Usually seen as a problem with language skills such as reading, dyslexia is a reasonably common disability among America’s population. And since reading and writing is prevalent throughout a student’s academic years, from kindergarten to graduation, those affected with dyslexia often find themselves unable to progress through their academic success. There are many ways people and parents can help, like tweaking the learning methods to suit their needs or hiring tutors with valid credentials like the Orton-Gillingham certification. Severe cases will involve special accommodations and even extra services, although the disability impacts people in different ways throughout their lives.

It has been estimated that around 5-15 per cent of Americans, both children as well as adults, have been diagnosed with dyslexia. Neuroscientific research has opened the medical community to peek into the complex issues of the brain rather than label such children as inappropriate for learning. But even then, there are still miles of research left to set a solid foundation to help those in need.

The reason why dyslexia is a major issue is that the majority of an American’s livelihood depends on both reading and writing. If they can’t do both reasonably well, chances are they’ll be ineligible for many employment opportunities without fair consideration.

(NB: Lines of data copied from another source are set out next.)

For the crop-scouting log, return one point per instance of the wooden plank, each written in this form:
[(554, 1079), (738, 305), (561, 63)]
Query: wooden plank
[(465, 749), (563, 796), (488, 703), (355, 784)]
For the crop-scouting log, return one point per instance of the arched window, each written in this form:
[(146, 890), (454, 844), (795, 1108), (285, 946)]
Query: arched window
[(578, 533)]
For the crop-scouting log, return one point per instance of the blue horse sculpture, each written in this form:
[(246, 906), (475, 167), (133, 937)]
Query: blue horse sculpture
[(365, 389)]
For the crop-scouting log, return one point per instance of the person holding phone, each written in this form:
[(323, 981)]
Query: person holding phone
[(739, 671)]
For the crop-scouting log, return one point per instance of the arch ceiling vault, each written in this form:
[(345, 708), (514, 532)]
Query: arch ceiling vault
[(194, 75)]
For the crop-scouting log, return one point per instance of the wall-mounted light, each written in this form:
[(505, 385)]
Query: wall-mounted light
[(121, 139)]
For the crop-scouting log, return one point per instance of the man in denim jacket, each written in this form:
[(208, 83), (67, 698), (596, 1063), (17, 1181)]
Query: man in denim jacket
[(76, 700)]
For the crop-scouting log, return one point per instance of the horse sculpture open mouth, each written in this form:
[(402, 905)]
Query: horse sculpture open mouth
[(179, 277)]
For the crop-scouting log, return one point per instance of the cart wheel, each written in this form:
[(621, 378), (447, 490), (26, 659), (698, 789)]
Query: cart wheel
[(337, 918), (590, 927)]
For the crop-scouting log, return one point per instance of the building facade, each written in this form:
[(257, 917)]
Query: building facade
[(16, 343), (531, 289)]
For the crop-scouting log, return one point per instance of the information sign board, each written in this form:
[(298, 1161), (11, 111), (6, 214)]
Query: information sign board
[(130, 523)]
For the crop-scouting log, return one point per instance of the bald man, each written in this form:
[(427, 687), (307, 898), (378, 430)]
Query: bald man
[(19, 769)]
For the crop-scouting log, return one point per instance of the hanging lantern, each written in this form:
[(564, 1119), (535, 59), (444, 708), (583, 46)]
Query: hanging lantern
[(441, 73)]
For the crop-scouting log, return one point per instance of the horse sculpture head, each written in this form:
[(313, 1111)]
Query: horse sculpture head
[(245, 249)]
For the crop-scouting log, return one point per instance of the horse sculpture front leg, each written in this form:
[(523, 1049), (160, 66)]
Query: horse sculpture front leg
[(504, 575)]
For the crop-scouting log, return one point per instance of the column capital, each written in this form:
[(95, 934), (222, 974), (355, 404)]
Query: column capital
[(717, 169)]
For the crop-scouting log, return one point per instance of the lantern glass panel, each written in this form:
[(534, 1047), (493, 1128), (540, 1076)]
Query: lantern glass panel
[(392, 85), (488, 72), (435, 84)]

What Can Parents Do Help Their Children?

There are plenty of things that both parents and teachers can do well to help dyslexic kids get a strong footing when it comes to their education:

  1. Understand The Severity Of The Disability: Most dyslexic students have minor symptoms, whereas some are severely affected and need special care. It all depends upon the individual, and the first thing to do is to analyse the symptoms. Common symptoms are highlighted below:
  • Reading skills and level of writing falls short of what is expected of their age.
  • Cannot link sounds with meanings or symbols.
  • Has trouble writing and cannot grasp proper spelling.
  • Low self-esteem issues and lack of organisational skills.

Stressed out all the time and unable to plan or manage time.

  1. Find New Ways To Teach Them: Following the traditional teaching method is not recommended here and, in any case, may make things worse. Special arrangements may be needed to help the kids, including hiring qualified instructors with qualifications like the Orton-Gillingham certification. Teachers can help kids derive meaning through other ways like decoding or intensive comprehension. Some of the most common accommodations taken for dyslexic students include: 
  • Giving them an extra hour for tests and quizzes.
  • Preparing them a safe space to learn and work.
  • Alternating written answers with verbal wherever feasible.
  • Allowing lectures or classes to be recorded so students can watch them at their own time and pace.
  1. Getting Rid Of The Stigma: Being young, children can often feel alienated for being different. Teach them that it’s okay to be dyslexic and that many prominent figures have been diagnosed with dyslexia. Help them build their confidence and self-image by allowing them to join or participate in whatever they like, whether sports or music. Emotional support can go a long way in helping them cope and let them know that there’s nothing to fear or be ashamed of.

Audiobooks have also been found to be very effective for those who find it hard to pay attention in class. Don’t forget the magic of digital technology as tablets and computers can help bolster the learning process and make it fun too! Websites, applications, forums, communities, video games and plenty of other resources are available for free online for parents of dyslexic students to take full advantage of and help their kids.